Random variable, stochastic process and simulation.
Contents
Random variable, stochastic process and simulation.¶
import numpy as np
import scipy
from numpy.random import normal, choice, uniform
import ipywidgets as widgets
import matplotlib.pyplot as plt
plt.style.use('fast')
%matplotlib inline
Random numbers, probability distribution and stat analysis¶
The numpy.random has the fastest random number generators that are based on low level code written in C.
The Scipy.stats has an extensive library of statistical distributions and tools for statistical analysis.
The Statsmodels Enhancing Scipy functionality with more tools
The Seaborn library that enhances matplotlib functionality for stat visualization.
General overview of random numbers in python¶
First we take a look at most widely used random numbers of numpy also called standard random numbers. These are rand (uniform random number on interval 0,1) and randn (stnadard normal random number with 0 mean and 1 variance).
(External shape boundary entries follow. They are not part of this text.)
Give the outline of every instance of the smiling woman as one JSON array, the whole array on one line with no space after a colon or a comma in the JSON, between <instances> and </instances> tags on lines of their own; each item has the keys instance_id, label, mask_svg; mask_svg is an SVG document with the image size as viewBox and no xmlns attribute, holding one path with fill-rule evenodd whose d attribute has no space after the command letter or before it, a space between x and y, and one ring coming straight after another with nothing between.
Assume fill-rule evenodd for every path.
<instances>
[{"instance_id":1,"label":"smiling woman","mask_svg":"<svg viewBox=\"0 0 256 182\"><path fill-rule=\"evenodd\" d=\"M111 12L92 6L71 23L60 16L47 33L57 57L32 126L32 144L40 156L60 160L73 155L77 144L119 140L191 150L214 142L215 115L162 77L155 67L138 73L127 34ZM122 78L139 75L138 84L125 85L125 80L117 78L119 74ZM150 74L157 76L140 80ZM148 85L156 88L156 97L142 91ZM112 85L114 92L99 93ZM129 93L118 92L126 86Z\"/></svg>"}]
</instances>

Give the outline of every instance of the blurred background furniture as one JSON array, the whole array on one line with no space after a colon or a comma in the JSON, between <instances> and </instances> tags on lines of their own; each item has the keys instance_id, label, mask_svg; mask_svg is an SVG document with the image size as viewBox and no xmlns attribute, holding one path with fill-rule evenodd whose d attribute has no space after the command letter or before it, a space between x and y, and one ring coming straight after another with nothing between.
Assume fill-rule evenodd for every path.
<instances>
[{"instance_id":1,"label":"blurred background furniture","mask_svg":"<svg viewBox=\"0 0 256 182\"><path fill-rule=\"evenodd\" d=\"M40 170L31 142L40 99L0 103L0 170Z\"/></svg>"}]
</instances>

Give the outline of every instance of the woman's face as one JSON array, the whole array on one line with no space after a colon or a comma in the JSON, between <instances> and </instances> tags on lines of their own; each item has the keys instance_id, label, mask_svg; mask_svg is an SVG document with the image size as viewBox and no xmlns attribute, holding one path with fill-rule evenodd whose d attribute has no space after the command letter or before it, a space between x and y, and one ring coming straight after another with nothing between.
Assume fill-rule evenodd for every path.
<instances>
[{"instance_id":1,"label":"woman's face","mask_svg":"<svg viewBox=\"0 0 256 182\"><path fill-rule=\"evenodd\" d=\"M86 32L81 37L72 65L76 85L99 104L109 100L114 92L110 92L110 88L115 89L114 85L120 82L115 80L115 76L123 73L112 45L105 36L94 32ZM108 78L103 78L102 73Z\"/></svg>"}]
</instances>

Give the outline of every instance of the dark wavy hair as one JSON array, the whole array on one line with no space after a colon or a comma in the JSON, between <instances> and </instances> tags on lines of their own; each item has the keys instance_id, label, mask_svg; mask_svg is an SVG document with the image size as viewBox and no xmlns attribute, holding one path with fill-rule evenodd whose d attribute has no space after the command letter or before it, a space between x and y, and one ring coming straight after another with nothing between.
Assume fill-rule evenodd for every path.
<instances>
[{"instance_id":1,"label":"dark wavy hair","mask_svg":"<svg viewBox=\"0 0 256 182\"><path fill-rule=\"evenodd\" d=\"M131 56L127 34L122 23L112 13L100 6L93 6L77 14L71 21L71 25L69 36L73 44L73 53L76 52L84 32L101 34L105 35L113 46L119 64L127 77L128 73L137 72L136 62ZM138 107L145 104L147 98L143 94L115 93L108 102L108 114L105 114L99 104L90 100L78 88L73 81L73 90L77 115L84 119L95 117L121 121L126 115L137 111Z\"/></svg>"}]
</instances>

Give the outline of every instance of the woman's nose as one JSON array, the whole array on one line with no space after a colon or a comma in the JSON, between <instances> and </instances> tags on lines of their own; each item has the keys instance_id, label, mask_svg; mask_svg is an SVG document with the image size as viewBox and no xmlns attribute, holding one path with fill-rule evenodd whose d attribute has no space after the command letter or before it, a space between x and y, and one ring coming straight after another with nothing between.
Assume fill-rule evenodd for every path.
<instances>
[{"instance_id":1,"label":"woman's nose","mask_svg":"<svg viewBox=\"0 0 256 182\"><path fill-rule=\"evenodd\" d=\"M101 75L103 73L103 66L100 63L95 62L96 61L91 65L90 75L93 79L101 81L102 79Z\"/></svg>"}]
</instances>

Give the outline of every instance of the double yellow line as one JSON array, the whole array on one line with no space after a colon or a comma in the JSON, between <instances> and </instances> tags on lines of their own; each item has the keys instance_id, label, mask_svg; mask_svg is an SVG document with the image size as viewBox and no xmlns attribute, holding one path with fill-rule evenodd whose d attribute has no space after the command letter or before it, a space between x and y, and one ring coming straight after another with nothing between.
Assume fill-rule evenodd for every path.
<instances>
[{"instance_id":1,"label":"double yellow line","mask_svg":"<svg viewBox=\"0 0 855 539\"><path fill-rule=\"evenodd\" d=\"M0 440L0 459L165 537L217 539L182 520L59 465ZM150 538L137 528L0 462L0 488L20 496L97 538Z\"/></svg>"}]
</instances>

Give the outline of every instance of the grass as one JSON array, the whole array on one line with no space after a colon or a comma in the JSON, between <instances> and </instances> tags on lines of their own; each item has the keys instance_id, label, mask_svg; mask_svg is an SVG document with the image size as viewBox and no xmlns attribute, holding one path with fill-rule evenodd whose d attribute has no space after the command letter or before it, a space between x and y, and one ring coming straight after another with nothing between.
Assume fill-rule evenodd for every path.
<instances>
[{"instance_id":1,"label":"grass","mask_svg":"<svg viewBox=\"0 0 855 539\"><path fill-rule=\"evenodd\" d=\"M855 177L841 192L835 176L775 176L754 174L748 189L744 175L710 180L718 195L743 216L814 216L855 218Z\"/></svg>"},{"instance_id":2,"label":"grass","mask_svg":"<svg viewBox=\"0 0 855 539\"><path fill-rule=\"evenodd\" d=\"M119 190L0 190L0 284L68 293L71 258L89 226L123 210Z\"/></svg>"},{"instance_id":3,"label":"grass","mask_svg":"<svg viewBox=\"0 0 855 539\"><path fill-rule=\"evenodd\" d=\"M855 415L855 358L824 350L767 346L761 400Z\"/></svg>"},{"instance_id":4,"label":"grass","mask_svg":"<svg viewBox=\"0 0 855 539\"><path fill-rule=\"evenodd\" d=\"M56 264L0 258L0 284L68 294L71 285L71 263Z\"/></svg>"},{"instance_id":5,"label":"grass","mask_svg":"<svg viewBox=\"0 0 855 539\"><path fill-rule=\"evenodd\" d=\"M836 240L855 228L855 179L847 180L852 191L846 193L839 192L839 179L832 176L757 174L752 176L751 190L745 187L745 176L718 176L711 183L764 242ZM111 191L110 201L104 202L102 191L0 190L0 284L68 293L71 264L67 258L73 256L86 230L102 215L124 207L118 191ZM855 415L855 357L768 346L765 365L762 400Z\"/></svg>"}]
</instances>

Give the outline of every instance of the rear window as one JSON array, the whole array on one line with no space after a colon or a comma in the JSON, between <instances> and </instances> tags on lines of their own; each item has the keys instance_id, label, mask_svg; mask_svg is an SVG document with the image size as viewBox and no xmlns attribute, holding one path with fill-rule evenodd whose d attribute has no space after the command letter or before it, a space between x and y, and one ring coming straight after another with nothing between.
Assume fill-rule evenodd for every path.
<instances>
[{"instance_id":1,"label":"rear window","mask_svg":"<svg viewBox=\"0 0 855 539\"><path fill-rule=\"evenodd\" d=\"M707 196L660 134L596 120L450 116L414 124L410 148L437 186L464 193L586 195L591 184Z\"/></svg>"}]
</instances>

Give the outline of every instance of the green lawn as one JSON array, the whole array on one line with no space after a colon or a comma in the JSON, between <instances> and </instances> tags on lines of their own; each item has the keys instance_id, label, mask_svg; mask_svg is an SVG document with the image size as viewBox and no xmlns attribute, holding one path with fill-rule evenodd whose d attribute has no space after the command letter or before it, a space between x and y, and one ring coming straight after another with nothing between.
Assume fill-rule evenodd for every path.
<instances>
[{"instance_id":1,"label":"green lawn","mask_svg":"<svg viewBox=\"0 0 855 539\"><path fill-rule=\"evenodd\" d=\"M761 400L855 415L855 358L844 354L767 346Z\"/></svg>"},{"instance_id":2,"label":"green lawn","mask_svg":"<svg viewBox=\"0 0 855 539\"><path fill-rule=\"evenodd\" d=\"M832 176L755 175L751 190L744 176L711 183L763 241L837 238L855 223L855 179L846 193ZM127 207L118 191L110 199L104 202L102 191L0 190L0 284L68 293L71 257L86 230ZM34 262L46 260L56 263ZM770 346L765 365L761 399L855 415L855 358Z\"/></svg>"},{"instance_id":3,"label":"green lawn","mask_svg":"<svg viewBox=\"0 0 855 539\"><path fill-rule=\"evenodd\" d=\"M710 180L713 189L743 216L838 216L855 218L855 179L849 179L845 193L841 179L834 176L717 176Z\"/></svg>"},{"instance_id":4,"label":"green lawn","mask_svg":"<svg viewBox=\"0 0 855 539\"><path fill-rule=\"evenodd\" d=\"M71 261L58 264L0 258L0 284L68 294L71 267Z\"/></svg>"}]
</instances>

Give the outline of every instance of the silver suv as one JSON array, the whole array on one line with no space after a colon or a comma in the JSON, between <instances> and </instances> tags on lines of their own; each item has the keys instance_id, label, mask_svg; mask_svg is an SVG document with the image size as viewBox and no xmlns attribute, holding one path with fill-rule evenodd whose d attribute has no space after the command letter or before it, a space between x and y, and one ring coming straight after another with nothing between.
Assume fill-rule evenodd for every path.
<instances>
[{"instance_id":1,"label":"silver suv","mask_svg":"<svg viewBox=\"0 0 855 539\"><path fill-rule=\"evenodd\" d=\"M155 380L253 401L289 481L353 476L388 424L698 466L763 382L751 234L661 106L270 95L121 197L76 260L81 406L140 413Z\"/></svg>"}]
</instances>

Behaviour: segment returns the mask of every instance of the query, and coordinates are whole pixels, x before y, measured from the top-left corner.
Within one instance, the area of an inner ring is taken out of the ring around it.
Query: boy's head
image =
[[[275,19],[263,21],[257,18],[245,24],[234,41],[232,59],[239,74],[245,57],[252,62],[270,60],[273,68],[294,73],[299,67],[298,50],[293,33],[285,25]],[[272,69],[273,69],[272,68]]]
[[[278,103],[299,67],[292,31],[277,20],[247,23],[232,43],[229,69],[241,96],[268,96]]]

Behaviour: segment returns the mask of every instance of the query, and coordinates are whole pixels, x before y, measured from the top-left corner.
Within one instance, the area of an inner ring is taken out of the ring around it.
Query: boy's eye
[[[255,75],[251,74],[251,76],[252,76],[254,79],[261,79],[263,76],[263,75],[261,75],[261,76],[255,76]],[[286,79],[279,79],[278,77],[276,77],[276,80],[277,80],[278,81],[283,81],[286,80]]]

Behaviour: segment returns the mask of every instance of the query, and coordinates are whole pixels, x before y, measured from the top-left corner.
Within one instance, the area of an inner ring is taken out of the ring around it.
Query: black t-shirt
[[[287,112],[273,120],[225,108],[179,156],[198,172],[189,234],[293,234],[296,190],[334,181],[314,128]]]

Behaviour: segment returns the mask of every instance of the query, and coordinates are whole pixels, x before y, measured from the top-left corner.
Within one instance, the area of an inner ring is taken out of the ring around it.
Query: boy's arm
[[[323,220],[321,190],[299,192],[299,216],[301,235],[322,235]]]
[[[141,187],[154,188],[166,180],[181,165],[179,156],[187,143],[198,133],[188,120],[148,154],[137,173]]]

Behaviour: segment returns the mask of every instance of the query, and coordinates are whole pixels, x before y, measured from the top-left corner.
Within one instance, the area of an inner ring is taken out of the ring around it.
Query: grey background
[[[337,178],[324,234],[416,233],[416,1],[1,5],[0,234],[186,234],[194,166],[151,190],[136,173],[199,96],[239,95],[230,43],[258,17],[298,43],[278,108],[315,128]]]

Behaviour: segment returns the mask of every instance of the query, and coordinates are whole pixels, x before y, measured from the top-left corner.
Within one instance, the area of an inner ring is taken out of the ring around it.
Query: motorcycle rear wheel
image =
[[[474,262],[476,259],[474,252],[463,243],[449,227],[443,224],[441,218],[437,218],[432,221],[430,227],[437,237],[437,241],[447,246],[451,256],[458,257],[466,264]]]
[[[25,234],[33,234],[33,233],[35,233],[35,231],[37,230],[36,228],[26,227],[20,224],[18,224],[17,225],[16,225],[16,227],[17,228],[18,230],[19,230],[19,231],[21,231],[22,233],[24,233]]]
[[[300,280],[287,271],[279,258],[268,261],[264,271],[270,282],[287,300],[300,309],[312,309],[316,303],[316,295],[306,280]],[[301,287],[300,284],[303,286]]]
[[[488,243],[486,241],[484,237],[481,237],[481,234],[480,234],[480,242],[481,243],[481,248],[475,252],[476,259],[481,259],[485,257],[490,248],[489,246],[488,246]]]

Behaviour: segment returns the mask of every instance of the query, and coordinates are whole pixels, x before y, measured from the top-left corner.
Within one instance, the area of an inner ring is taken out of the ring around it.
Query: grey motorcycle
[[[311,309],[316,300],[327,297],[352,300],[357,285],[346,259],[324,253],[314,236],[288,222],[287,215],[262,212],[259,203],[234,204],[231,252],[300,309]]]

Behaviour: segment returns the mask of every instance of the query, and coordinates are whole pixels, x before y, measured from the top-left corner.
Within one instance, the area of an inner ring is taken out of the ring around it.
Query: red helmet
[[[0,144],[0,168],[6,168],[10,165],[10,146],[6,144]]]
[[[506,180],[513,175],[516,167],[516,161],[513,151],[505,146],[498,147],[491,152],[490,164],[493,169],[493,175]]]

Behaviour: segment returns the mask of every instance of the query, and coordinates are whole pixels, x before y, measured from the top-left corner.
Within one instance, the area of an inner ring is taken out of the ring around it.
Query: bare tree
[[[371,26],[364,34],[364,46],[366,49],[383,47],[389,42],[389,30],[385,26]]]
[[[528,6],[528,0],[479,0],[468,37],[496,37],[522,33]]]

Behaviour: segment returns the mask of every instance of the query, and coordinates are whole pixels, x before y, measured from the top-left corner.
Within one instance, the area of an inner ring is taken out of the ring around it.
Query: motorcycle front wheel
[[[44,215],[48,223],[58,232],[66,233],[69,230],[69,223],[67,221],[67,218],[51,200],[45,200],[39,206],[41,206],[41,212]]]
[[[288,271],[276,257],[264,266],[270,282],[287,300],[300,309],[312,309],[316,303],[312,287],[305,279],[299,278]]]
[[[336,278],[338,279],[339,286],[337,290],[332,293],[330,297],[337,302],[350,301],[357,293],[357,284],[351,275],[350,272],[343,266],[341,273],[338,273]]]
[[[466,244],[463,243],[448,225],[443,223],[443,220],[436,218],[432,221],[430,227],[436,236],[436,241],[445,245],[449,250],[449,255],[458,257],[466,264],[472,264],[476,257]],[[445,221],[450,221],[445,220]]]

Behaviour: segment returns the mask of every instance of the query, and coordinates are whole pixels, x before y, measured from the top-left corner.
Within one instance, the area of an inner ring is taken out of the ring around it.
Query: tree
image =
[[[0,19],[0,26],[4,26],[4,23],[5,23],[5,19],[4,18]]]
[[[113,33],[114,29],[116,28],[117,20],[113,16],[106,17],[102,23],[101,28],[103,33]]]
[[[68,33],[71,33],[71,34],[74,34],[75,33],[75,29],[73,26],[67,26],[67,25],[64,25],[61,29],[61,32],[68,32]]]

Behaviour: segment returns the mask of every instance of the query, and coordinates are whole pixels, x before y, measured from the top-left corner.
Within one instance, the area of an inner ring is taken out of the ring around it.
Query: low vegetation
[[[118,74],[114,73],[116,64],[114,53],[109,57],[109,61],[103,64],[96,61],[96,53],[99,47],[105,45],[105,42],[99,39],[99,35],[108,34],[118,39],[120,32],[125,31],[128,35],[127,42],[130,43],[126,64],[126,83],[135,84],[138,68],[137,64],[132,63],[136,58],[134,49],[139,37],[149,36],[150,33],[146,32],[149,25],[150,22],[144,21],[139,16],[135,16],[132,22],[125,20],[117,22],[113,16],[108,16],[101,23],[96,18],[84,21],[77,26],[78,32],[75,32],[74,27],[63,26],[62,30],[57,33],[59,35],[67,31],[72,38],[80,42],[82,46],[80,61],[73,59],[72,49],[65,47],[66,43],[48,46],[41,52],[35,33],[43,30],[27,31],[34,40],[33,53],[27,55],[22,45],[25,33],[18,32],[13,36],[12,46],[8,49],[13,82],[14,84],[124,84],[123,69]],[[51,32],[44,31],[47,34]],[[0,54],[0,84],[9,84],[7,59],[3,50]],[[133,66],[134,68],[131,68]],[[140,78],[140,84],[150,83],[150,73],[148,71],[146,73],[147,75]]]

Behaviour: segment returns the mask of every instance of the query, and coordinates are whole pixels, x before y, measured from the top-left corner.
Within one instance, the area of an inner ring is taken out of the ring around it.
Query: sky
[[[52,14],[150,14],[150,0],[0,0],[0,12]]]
When running code that uses random numbers results will always be different for every run. If you want code to reproduce same result you can fix the seed to get reproducible results:
np.random.seed(8376743)
# Generates standard uniform random numbers U(0,1)
r = np.random.rand(10)
r
array([0.75837541, 0.70300344, 0.39583868, 0.01087556, 0.44637723,
0.2457634 , 0.00973097, 0.54637 , 0.4948939 , 0.95468676])
def rnplot(r):
'''Convenience function for making quick two panel plot showing
a line plot for the sequece of random numbers (RN)
a histogram plot of probability density of random numbers
'''
fig, ax = plt.subplots(ncols=2)
ax[0].plot(r, color='blue', label='trajectory')
ax[1].hist(r, density=True, color='red', label = 'histogram')
ax[0].set_xlabel('Samples of RN')
ax[0].set_ylabel('Values of RN')
ax[1].set_xlabel('Values of RN')
ax[1].set_ylabel('Probability Density')
fig.legend();
fig.tight_layout()
r = np.random.rand(200)
rnplot(r)
In the same way we generate and visualize norally distributed random numbers, \(N(0,1)\)
r = np.random.randn(200)
rnplot(r)
We showed examples of standard random numbers \(U(0,1)\) and \(N(0,1)\)
Parametraized random number allow you to set parameters like value of mean and interval length and therefore can be viewed as generalized versions of standard random numbers. Below we take a look at examples of continuous (random and unofrm RVs) and discrete random numbers generated by paratmerized distributions.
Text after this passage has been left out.